As for guaranteeing stack placement in the language spec, it's usually regarded as being in the QoI (Quality of Implementation) domain.
July 23, 2020
On Thursday, 23 July 2020 at 10:08:08 UTC, Walter Bright wrote:
> On 7/22/2020 11:13 PM, Petar Kirov [ZombineDev] wrote:
>>> The compiler already does this if the variable being new`d is `scope`.
>> 
>> LDC has an optimization pass [1] which promotes heap allocations to stack allocations, without  the user having to manually use the `scope` storage class for function-local variables.
>> Do you think we could formalize this optimization and move it up the pipeline into the front-end, so that it's guaranteed to be performed by all 3 compilers?
>> 
>> [1]: https://github.com/ldc-developers/ldc/blob/v1.23.0-beta1/gen/passes/GarbageCollect2Stack.cpp
>
> It's a good idea, but I'd consider it a low priority since it is so easy to add scope.
>
> As for guaranteeing stack placement in the language spec, it's usually regarded as being in the QoI (Quality of Implementation) domain.
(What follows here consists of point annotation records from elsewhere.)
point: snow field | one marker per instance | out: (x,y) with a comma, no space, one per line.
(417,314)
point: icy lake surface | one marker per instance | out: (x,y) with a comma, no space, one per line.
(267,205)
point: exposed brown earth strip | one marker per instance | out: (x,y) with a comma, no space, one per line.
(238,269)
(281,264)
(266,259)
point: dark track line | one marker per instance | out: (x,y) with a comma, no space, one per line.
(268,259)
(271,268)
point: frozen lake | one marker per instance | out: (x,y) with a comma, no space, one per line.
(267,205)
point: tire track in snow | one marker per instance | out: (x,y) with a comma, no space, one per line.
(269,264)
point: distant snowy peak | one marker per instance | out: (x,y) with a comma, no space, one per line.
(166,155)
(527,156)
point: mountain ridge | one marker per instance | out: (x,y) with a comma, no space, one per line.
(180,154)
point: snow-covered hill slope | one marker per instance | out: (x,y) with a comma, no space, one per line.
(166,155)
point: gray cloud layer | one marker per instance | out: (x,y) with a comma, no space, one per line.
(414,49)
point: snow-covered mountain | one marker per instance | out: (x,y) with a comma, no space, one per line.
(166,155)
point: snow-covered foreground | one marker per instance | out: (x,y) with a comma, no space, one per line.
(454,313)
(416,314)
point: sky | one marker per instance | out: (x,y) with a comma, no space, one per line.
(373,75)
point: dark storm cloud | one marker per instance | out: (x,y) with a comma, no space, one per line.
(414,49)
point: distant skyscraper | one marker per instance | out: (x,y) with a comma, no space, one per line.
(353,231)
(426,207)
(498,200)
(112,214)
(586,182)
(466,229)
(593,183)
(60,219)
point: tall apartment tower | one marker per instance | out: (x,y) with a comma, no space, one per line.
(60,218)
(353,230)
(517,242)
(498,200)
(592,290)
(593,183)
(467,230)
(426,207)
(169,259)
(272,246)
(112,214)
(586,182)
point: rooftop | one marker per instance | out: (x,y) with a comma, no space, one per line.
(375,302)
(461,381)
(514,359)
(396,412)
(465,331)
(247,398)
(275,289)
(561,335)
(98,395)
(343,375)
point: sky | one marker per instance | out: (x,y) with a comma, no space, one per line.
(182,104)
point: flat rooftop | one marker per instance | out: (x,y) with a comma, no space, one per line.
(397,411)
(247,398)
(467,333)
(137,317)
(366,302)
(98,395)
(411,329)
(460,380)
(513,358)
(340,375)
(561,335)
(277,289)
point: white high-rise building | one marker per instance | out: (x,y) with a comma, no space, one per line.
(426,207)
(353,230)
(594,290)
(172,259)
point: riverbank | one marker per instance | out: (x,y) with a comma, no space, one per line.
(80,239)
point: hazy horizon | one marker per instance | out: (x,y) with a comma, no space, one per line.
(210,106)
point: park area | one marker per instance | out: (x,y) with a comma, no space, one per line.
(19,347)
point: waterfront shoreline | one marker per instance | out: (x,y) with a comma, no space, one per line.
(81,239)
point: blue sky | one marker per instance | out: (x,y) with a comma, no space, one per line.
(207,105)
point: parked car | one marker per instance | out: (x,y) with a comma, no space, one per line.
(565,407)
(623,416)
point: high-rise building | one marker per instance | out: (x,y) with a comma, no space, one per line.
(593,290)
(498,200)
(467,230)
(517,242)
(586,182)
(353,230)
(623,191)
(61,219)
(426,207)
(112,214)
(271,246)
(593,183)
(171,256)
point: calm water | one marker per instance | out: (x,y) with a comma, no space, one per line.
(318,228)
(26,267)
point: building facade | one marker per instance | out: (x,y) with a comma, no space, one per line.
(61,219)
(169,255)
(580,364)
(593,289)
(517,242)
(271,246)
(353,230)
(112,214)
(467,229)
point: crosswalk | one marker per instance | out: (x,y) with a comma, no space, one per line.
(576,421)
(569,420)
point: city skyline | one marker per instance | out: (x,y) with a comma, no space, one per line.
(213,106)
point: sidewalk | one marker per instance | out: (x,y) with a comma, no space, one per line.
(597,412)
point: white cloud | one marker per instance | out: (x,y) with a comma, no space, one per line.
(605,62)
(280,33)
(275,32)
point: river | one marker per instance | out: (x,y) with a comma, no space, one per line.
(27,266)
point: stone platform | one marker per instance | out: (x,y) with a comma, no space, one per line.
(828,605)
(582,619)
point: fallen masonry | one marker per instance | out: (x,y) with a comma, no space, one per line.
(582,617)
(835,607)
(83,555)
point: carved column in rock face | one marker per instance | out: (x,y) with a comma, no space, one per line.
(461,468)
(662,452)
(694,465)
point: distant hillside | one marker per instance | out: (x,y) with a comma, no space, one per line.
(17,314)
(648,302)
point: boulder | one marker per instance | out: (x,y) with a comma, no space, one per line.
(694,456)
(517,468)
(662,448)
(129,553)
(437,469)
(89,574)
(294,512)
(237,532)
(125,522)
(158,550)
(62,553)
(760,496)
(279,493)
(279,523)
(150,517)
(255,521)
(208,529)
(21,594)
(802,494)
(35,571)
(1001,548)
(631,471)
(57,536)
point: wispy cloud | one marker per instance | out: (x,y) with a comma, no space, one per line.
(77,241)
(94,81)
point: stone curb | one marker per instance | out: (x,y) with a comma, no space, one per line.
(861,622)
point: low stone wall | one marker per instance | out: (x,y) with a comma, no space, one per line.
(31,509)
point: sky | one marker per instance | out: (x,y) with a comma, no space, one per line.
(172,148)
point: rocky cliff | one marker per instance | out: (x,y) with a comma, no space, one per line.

I agree that it's not a high priority. Migrating more druntime hook to templates is more impactful as it unlocks various opportunities, whereas an optimization like this has a relatively fixed improvement potential.
July 23, 2020
On Thursday, 23 July 2020 at 05:12:30 UTC, Walter Bright wrote:
> The compiler already does this if the variable being new`d is `scope`.

Interesting.

BTW:

1. could such `scope`d new's be allocated on a thread-local heap (instead of the global GC heap) thereby eliding the costly spinlock in the current GC implementation, given that we provide a separate lock-less interface in the GC for scoped allocations? That would make new's even faster for small sizes.

2. how could this `scope`-qualification of `new`s be inferred by the compiler using escape analysis of the `new`-ed variable? Do you any plans on implementing this for the simple cases, Walter? If it's costly could be activated in release mode?
July 23, 2020
On Thursday, 23 July 2020 at 10:19:41 UTC, Petar Kirov [ZombineDev] wrote:
>> It's a good idea, but I'd consider it a low priority since it is so easy to add scope.
>>
>> As for guaranteeing stack placement in the language spec, it's usually regarded as being in the QoI (Quality of Implementation) domain.
>
> I agree that it's not a high priority. Migrating more druntime hook to templates is more impactful as it unlocks various opportunities, whereas an optimization like this has a relatively fixed improvement potential.

I actually see 3 (instead of 2) kinds of allocations here:

1. GC: destruction during `GC.collect()`
2. C/C++-style heap: (too large to fit on stack) scoped destruction (could be inferred?)
3. Stack: scoped destruction (inferred by LDC)

The 2. is not being discussed here. Is this case obvious or irrelevant? If not which part of the runtime should handle such allocations? The GC?